En ese camino, Papaleo le quitó credibilidad a los médicos que están al servicio de la Policía: “Ni hablar de los presos civiles: cuando aparece un muerto y un médico certifica la muerte sin conocer los hechos y los enfrentamiento con los policías. Por eso sabemos que Raffo puede firmar cualquier cosa”, argumentó Papaleo al referirse a las pericias que encargó Arroyo Salgado en el marco de la investigación por la muerte de Nisman.

Sobre ese tema, Papaleo aseguró que los sucesos que atañen a la muerte del fiscal responden a una operación política contra el Gobierno que tuvo su punto máximo en la marcha de la oposición en el 18 F.

Paragüero

En la misma línea, se refirió al juez Julián Ercolini, quien desestimó el pedido de indagatoria del fiscal Leonel Gómez Barbella a los directivos del Grupo Clarín y La Nación en la causa Papel Prensa: “Es una causa que ha ganado un fiscal y la causa comenzó a caminar y nos pareció bien el pedido de indagatoria.

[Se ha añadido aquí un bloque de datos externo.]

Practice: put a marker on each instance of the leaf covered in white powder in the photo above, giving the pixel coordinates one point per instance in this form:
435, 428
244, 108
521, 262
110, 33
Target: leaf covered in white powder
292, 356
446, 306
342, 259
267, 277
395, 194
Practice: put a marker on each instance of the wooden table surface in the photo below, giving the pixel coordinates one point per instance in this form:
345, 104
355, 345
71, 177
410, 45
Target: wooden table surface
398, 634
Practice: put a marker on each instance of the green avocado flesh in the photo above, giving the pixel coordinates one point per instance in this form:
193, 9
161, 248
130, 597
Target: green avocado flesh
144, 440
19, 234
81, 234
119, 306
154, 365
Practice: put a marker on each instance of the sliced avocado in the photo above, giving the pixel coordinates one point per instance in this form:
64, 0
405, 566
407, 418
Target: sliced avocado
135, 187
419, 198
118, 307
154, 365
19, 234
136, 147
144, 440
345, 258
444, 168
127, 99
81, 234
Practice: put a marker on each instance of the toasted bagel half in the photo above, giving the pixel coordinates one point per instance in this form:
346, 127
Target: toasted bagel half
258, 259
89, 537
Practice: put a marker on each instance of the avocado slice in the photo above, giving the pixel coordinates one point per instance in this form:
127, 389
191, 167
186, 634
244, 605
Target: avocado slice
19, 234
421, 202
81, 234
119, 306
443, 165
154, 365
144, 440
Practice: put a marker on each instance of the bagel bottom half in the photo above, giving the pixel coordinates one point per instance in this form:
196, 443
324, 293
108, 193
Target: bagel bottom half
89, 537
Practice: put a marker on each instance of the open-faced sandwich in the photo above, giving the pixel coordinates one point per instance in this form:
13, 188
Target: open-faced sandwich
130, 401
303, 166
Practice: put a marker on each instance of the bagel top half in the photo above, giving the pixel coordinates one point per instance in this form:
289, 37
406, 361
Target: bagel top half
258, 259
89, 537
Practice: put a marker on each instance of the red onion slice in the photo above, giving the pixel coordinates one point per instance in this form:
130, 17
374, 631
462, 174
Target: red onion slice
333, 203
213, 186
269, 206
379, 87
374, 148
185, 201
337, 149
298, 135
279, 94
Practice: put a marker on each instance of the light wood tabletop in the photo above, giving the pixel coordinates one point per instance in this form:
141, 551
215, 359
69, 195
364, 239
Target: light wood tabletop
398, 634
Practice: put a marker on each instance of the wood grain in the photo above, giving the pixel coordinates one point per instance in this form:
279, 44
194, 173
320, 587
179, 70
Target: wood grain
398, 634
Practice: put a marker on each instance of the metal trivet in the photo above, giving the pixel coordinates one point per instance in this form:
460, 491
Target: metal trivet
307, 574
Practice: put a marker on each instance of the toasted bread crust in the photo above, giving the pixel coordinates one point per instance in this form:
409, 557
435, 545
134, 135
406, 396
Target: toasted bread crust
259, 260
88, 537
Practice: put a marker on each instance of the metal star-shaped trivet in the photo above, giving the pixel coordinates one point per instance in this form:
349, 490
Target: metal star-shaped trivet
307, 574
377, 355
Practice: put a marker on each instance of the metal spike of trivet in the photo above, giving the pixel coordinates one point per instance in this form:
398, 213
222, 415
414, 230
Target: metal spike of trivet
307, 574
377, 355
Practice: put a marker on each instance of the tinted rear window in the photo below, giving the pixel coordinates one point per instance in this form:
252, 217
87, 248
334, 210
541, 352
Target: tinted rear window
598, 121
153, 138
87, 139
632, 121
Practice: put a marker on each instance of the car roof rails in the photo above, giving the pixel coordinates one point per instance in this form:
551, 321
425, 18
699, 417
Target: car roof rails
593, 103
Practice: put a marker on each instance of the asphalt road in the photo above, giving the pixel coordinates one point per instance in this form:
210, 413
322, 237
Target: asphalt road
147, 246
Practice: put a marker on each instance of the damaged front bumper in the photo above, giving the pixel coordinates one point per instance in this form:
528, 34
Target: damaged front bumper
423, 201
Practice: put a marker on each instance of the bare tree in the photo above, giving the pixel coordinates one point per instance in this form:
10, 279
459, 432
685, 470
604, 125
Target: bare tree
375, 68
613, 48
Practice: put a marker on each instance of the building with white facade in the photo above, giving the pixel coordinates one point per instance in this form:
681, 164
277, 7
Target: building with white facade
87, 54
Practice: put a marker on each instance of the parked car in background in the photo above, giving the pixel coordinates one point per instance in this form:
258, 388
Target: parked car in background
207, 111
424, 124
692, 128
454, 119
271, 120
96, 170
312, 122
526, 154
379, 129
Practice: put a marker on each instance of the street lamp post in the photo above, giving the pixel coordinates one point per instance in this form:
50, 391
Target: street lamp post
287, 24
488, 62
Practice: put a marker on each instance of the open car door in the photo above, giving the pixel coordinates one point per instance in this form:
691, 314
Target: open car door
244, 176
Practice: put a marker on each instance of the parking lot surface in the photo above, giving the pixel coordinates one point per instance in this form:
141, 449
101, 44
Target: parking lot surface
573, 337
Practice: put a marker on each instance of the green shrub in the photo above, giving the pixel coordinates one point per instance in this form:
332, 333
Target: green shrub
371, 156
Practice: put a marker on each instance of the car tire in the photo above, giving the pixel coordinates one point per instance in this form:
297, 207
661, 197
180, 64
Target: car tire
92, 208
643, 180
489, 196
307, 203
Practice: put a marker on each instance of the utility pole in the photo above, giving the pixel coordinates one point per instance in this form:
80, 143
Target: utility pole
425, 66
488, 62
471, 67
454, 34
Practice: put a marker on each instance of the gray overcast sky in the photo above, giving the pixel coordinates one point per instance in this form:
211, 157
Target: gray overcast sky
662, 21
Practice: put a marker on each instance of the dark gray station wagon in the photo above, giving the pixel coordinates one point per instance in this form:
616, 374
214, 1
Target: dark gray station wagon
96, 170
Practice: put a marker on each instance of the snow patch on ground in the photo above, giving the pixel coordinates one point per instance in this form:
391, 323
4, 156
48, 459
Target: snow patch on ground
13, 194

Sobre el rechazo del juez no me sorprende, es un juez del paragua, alguien que estuvo en el 18F y su posición siempre fue muy lenta desde que se abrió el caso”.

El periodista, hermano de Lidia -principal denunciante de Papel Prensa-, explicó que la fábrica de cumple naturalmente el rol de empresa estratégica en la circulación de ideas. “David Graiver murió en 1976 y allí comienza una presión sobre la familia para que venda. El mismo día de su muerte hay un llamado de Magnetto a uno de sus socios para saber si iban a vender la empresa. En esos momentos la Junta de Comandante comenzó a presionar para que vendan la empresa con la sola condición que no sean empresarios judíos ni extranjeros”, relató Papaleo.

Además, recordó que en la reunión en el despacho de los Mitre en el edificio del diario La Nación en el que obligan a vender la empresa, “Magnetto le dice a Lidia Papaleo que ´si no vende corre peligro su hija’. Una par de meses después caen todos presos en el Puesto Vasco, en Bernal (Quilmes)”.